Older supporters will remember the 1972 failure, where the Lions could only end third as hosts. They strive to go one better this time, but they have Mohamed Salah’s Egypt standing in their way.

It would have been easy to predict the Pharaohs’ demise after that Nigeria defeat in the opening round. It would have been somewhat reasonable to foresee another disappointing Afcon showing for the North African giants to follow the 2019 edition where they were eliminated by South Africa in the Round of 16 despite hosting the competition.

Carlos Queiroz’s troops may have only two open-play goals at this finals, but the strength and resilience shown since the 1-0 loss to the Super Eagles mean they must be taken seriously.

In Salah, they possess the tournament’s best player, whose importance and game-changing quality will strike fear into any defence.

The Liverpool star has been directly involved in all but one of the Pharaohs’ four goals so far, brilliantly setting up Trezeguet in Sunday’s comeback win over Morocco for his third goal contribution.

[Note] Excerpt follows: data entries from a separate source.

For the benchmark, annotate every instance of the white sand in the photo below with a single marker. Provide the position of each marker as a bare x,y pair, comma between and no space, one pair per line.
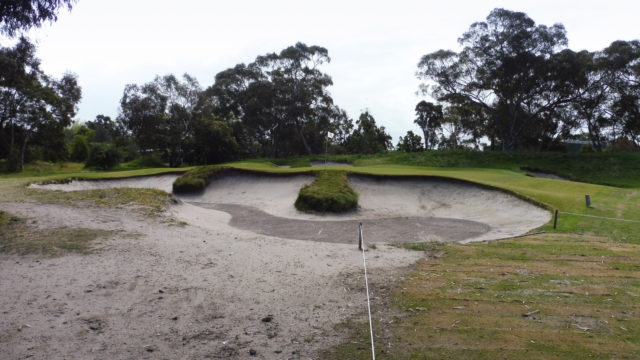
201,291
160,182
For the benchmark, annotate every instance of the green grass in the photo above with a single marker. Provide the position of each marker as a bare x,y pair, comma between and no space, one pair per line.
329,192
195,179
150,202
469,303
614,169
19,237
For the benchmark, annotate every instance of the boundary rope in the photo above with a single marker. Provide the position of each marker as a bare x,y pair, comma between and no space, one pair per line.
366,281
598,217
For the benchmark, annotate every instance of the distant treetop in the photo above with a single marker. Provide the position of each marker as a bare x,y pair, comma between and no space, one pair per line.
17,15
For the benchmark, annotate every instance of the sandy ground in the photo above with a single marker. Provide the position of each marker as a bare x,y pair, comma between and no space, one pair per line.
225,285
191,292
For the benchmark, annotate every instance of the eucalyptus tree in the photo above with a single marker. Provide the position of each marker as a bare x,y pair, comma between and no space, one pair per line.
508,66
368,137
281,100
159,114
16,15
429,118
31,102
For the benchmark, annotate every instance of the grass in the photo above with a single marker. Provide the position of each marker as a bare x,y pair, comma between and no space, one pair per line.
580,293
329,192
150,202
19,237
468,301
614,169
195,179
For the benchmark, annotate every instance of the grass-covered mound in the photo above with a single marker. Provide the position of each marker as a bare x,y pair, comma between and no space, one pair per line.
330,192
196,179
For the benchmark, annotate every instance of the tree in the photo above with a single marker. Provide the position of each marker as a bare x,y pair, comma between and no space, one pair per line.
429,118
281,100
623,60
16,15
32,103
159,115
368,138
213,142
79,148
410,143
512,69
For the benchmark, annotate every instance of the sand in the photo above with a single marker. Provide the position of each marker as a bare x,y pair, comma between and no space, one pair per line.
160,291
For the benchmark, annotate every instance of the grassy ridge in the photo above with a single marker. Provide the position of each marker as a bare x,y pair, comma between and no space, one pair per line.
329,192
614,169
195,179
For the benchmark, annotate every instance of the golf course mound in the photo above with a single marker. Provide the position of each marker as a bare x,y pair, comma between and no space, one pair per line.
393,209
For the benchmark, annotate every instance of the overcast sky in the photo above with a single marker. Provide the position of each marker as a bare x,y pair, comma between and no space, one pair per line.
374,45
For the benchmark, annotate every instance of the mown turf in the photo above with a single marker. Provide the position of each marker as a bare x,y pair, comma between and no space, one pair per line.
608,168
541,297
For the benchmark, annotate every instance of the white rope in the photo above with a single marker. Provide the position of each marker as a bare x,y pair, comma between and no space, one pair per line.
598,217
364,259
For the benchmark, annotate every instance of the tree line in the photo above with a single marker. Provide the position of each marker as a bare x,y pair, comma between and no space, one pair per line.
514,85
517,86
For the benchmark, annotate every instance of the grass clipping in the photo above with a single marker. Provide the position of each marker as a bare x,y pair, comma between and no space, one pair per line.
330,192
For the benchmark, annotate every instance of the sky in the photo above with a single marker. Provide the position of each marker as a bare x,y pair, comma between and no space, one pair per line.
374,46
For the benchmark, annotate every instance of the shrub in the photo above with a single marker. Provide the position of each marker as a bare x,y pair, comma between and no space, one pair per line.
103,156
330,192
195,180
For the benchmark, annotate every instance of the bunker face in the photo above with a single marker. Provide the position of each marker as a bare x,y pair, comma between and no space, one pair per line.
160,182
505,214
392,210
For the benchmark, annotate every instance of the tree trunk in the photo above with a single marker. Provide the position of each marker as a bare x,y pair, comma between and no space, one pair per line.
304,141
22,151
426,139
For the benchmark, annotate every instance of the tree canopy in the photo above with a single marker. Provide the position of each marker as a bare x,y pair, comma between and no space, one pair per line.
16,15
33,105
521,88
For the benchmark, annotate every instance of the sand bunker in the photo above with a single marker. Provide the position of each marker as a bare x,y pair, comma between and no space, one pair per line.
160,182
392,209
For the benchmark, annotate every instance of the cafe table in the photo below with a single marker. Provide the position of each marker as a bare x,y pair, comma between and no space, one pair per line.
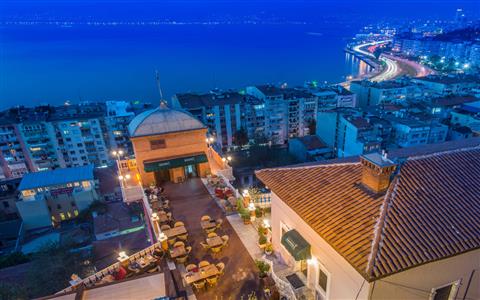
178,252
214,241
208,224
202,273
175,231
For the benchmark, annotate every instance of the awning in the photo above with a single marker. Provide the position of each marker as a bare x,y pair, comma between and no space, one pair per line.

The Indomitable Lions’ concession in every game but the last round suggests their backline is there for the taking, and Salah and co will strive to pounce as Egypt look to avenge that 2017 final failure.

While the participants in Thursday’s semi-final can boast 12 Africa Cup of Nations titles between them, Senegal and Burkina Faso are yet to taste success in Africa’s esteemed competition.

Aliou Cisse’s Lions of Teranga entered this year’s finals as the highest-ranked African nation and tournament favourites, a tag they have struggled to live up to.

Having said that, it would be remiss to dismiss a strong showing in their quarter-final win over Equatorial Guinea on Sunday, a performance that indicated the West African nation could be hitting top gear at the right time.

Their prospects are enhanced by Sadio Mane, who, despite not scoring in that 3-1 win last time out, was menacing for large periods, taking up interesting positions between the lines.

In a sense, Cisse will be pleased his troops won without their talisman scoring, as they tend to lean on him to be decisive in these tight games.

Be that as it may, the 2019 runners-up will look to the Liverpool forward — whose shot conversion rate of 26 percent since 2017 is bettered by only Odion Ighalo’s 42 percent — seeking another final and a chance to right wrongs of 2002 and 2019.

Burkina Faso may be the least fancied side of all the semi-finalists, but the Stallions have earned the right to be here, battling through the group stage and showing a certain doggedness and determination to progress through tough knockout games.

Since threatening to throw a spanner in the works of Cameroon’s big day, Kamou Malo’s troops have equally been undaunted by the political unrest at home to go within touching distance of only their second Afcon final and a first since 2013.

“These goings-on give us added motivation,” said Stallions coach Malo. “We dedicated that victory over Tunisia to the people back home who are going through a turbulent time politically and socially.”

Senegal must be wary of the Burkinabe’s menace in transition, particularly evident in well-worked strikes against Gabon and the Eagles of Carthage in the last round, the latter arguably the best team goal of the finals.

The upcoming semis are fraught with anxiety with success now within touching distance for one of these four teams remaining in the competition.

Whichever way the next couple of games play out, the four sides left deserve to be here and each will back themselves for a chance to compete for Africa’s finest honour in Sunday’s final.